Novo Nordisk says new drugs Tresiba, Ryzodeg will claw back lost market share in China

(Novo Nordisk)

Novo Nordisk has seen its position in the Chinese diabetes market whittled away in the last couple of years, but it says new products will keep it on top.

Western rivals, such as Sanofi and Eli Lilly, as well as local manufacturers are putting up a fierce fight to supply drugs for China's fast-growing diabetic population, said Novo's international operations head Maziar Mike Doustdar in a Bloomberg interview.

The world's largest insulin producer is banking on two new drugs--long-acting insulin Tresiba (insulin degludec) and combination Ryzodeg (insulin degludec and insulin aspart)--to help it start building market share. 

It says it expects to get approval for the two drugs in China within the next couple of years, which will add momentum to their already buoyant growth in other markets. Tresiba sales leaped 167% in the first half of the year after it won U.S. approval.

China represents a massive market opportunity for diabetes drug producers.

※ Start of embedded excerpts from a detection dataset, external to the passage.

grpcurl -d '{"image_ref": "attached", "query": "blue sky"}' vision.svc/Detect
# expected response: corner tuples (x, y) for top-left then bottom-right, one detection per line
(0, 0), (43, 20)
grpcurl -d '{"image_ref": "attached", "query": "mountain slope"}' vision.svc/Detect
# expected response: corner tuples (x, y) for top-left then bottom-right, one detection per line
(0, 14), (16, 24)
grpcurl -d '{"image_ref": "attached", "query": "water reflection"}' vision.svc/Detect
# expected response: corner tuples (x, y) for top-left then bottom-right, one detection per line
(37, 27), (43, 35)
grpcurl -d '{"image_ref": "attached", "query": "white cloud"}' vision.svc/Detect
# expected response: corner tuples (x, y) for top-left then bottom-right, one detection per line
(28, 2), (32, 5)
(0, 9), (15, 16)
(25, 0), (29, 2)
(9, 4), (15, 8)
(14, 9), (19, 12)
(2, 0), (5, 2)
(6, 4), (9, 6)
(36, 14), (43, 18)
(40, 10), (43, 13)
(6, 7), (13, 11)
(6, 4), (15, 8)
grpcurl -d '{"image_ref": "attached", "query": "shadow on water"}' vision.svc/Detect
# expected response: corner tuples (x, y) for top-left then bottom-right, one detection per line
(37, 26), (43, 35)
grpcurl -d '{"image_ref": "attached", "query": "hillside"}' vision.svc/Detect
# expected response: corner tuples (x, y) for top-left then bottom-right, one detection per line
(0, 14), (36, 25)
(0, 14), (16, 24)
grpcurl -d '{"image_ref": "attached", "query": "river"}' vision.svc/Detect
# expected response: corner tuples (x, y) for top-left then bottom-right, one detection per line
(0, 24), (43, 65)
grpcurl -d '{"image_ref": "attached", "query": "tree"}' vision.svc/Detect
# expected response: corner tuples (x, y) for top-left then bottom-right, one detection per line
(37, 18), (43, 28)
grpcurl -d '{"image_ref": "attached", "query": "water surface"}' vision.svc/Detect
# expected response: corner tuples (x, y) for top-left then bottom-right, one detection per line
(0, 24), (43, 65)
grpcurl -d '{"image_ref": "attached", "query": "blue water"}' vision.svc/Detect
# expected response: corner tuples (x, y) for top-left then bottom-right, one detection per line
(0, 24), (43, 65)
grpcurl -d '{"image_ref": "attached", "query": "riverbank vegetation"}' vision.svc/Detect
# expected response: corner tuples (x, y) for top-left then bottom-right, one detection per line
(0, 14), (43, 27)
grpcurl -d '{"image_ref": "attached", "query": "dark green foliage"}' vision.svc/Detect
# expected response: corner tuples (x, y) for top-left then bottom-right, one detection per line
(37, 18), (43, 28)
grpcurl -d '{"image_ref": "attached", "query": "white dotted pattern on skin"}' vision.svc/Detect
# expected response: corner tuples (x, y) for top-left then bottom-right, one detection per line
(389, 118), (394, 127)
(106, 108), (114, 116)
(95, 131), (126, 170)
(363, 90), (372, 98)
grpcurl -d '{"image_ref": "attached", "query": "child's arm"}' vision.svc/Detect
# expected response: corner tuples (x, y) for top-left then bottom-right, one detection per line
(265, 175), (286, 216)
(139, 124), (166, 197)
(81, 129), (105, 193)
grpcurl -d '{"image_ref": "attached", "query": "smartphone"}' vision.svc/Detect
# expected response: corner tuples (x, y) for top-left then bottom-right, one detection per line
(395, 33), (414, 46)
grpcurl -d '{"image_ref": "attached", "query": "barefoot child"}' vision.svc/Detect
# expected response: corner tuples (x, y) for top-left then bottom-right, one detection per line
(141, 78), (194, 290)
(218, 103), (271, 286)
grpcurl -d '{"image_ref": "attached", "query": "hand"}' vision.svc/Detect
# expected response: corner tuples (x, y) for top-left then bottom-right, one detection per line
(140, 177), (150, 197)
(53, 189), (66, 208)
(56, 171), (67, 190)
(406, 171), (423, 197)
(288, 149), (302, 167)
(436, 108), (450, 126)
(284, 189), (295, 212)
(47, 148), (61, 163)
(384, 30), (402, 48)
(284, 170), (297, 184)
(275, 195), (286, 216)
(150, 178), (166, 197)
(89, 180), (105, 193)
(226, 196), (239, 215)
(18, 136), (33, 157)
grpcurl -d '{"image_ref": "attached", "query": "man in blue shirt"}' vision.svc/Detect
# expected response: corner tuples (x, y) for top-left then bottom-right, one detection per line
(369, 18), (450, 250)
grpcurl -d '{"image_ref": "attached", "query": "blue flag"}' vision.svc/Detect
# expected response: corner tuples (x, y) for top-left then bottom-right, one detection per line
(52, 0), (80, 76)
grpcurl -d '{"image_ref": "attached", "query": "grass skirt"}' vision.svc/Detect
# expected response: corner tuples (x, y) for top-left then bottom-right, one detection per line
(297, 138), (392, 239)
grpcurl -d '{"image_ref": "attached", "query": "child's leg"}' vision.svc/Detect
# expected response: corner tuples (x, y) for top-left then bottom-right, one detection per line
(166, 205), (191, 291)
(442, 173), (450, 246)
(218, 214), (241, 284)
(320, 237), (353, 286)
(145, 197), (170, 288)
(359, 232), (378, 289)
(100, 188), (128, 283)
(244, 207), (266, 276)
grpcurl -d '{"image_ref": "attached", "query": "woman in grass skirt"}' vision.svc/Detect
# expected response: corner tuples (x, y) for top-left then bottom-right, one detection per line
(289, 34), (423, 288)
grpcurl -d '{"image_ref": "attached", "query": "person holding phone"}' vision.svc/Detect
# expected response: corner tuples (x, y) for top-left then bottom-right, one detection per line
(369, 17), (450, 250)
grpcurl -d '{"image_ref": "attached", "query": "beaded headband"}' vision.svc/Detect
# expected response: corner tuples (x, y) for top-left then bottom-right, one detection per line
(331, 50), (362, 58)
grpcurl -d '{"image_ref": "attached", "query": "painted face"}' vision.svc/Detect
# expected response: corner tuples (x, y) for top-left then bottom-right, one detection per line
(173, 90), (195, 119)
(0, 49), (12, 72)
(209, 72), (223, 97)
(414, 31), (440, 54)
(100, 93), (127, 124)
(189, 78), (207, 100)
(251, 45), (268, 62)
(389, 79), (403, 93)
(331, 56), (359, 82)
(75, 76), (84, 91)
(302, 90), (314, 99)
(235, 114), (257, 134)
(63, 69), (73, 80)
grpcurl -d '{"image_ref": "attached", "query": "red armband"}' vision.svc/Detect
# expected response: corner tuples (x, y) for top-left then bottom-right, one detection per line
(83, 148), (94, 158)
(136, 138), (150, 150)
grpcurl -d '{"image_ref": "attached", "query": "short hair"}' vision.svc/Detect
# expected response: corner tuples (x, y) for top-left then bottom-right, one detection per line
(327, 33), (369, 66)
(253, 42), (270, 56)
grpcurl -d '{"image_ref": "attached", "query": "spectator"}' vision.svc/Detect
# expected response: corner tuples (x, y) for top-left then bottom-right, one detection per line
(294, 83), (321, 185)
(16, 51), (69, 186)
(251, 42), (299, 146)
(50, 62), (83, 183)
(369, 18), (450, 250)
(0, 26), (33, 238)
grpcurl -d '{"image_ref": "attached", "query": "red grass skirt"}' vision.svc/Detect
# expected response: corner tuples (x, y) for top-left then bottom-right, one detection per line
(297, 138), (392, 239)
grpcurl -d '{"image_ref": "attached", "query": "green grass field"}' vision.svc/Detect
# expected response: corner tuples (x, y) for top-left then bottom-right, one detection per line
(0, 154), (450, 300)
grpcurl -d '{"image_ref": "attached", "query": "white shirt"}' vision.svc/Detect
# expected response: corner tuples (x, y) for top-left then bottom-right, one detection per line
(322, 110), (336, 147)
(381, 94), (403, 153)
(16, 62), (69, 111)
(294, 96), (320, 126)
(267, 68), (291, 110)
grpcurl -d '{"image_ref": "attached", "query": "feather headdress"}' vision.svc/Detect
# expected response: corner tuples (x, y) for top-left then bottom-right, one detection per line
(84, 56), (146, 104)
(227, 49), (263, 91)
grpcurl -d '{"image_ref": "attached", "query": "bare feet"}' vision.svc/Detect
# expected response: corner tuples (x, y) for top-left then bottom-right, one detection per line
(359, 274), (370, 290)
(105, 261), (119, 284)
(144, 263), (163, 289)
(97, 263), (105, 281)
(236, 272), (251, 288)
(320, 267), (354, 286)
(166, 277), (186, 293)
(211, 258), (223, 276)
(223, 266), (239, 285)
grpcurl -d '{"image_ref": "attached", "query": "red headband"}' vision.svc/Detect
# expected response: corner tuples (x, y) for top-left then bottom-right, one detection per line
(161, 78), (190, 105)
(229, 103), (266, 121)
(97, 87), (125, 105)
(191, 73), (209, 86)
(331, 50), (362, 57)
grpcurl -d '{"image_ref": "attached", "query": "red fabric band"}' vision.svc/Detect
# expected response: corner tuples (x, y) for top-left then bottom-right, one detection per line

Figures from the International Diabetes Federation suggest that China has around 114 million diabetics--with only around half diagnosed--and by 2040 that could swell to more than 150 million. 

To put those numbers in perspective, the U.S.--where competition and downward pricing pressure is also affecting diabetes drug sales--currently has around 30 million people with the disease. 

China's recent economic slowdown has taken its toll on the pharma industry, where growth rates have slumped from more than 30% a year in 2008 to around 5.5% at the moment. But diabetes products have been less affected--growing at more than 9% a year, and insulins are doing even better with almost 10% growth, according to IMS Health data.

Novo maintains the scale of the opportunity in China remains very large, particularly as only around a third of patients are diagnosed and less than a quarter are on some form of drug treatment.

Novo was an early mover in China, setting up a Chinese affiliate back in 2004, when most of its peers in the pharma industry were wary of doing business in the country directly. 

Novo Nordisk China quickly became the biggest supplier of insulin products, and at last count had some 2,800 employees and the largest diabetes sales force in the country. Toward the end of last year it was also claiming diabetes market share of around 33%, down around three points from end-2012, and saw sales in China accelerate in the first half of this year.

Since 2012 there have been modest gains for Sanofi, Lilly, and Bristol-Myers Squibb, as well as local producers Tonghua Dongbao and BJ Ganli Pharmaceutical. However, a fragmented group of smaller players--competing mainly on price--saw the biggest gains and accounted for almost a quarter of the market in 2015, according to IMS figures.